Alain Graillot: A Remembrance - Wine & Spirits Magazine

Alain Graillot: A Remembrance


Alain Graillot

Alain Graillot, the Northern Rhône vigneron whose Crozes Hermitage wines brought new attention to the region in the early nineties, died last week. He was 77.

After learning winemaking in Burgundy under the tutelage of Jean-Pierre de Smet of Domaine de l’Arlot and Jacques Seysses of Domaine Dujac, Graillot founded his winery on the gravels and galets of La Roche-de-Glun in Crozes-Hermitage in 1985. His winemaking practice was fiercely traditional—he farmed organically, hand-harvested, produced whole-cluster ferments in older oak barrels.

The wines brimmed with vitality. His 100 percent syrah Crozes Hermitage Rouge, was always limpid and savory, more approachable and affordable than counterparts from Hermitage, Cornas, or Côte-Rôtie, a wine that served as a great entry point to the Northern Rhône for many Americans, including myself. The wine was a fixture on progressive San Francisco restaurant wine lists in the nineties and aughts, places like Hayes Street Grill, Zuni Café, and the restaurant I once bought wine for, Forty-Two Degrees, where I carried many vintages.

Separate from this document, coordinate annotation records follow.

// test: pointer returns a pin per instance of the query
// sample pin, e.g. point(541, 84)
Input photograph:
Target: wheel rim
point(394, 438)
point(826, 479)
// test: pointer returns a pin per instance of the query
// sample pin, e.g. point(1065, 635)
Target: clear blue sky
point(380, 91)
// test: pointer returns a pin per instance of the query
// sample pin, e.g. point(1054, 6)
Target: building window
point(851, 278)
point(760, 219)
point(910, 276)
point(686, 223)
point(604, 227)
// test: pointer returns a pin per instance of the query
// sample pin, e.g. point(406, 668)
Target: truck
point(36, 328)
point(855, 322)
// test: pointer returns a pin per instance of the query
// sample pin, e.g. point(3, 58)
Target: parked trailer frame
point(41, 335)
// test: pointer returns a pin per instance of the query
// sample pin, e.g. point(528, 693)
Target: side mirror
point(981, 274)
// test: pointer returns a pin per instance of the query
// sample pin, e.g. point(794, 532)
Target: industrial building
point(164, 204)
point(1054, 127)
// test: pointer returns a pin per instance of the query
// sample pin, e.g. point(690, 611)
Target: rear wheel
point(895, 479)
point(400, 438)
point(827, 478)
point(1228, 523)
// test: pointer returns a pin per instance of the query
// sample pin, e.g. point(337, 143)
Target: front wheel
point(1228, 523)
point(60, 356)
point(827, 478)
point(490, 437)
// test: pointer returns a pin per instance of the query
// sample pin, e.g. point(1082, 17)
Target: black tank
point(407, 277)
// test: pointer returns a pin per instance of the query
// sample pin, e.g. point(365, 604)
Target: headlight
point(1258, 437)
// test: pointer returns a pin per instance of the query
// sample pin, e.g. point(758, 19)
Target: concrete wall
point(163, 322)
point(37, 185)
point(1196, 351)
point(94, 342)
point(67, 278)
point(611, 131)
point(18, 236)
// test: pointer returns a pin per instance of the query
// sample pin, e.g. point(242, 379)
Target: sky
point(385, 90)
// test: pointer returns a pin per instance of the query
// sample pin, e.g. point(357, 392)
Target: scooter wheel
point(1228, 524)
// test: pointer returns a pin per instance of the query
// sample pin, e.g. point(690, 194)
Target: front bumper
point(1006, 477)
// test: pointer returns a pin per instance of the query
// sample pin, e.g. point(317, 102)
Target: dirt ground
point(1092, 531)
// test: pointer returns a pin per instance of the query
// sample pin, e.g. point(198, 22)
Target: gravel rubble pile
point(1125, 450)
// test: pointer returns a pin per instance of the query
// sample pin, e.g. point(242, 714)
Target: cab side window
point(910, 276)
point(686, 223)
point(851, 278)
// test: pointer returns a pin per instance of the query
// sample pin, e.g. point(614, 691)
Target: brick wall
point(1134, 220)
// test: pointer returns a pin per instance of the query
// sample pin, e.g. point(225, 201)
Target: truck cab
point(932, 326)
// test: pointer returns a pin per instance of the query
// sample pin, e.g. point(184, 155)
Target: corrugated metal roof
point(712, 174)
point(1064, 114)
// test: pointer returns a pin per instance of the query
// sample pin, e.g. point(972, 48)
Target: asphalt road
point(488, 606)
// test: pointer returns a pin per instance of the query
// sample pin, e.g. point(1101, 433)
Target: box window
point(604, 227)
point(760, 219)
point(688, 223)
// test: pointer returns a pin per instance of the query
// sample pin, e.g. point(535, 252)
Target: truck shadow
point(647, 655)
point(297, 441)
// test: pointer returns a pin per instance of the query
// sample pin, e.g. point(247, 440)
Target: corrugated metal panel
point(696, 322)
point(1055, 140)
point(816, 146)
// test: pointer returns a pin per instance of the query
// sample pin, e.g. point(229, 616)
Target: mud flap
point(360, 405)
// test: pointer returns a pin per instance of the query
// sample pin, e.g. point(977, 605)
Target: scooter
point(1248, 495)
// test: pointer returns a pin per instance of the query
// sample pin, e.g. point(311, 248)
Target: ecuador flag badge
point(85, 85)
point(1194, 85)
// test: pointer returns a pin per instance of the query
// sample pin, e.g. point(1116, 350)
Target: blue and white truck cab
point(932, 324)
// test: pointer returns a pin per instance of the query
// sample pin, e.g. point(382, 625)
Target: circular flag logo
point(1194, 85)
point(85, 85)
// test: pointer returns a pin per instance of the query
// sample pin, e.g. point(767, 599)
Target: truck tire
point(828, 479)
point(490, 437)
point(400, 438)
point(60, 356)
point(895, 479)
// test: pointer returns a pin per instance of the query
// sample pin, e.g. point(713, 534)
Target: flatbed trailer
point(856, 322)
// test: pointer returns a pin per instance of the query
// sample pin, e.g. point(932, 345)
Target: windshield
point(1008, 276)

Those wines played an integral part in shaping the American Rhône movement, inspiring many California winemakers, including Bill Easton at Terre Rouge, one of the original Rhône Rangers. The respect was mutual: Graillot would eventually import Easton’s to France through his company, À Bicyclette Sélection.

During Découvertes en Vallée du Rhône in 2018, the bi-annual tasting of Rhône wines across appellations, Graillot threw a tasting in Tournon. It was there I finally got to meet the man, charming, gracious, and seemingly boundless in his energy and enthusiasm. It was there, too, I got to taste his remarkable Syrocco, a syrah grown in the coastal mountains northeast of Casablanca.

Graillot is survived by his sons Maxime and Antoine. Both are winemakers; Maxime has been making the Graillot wines since 2008.

Patrick J. Comiskey covers US wines for Wine & Spirits magazine, focusing on the Pacific Northwest, California’s Central Coast and New York’s Finger Lakes.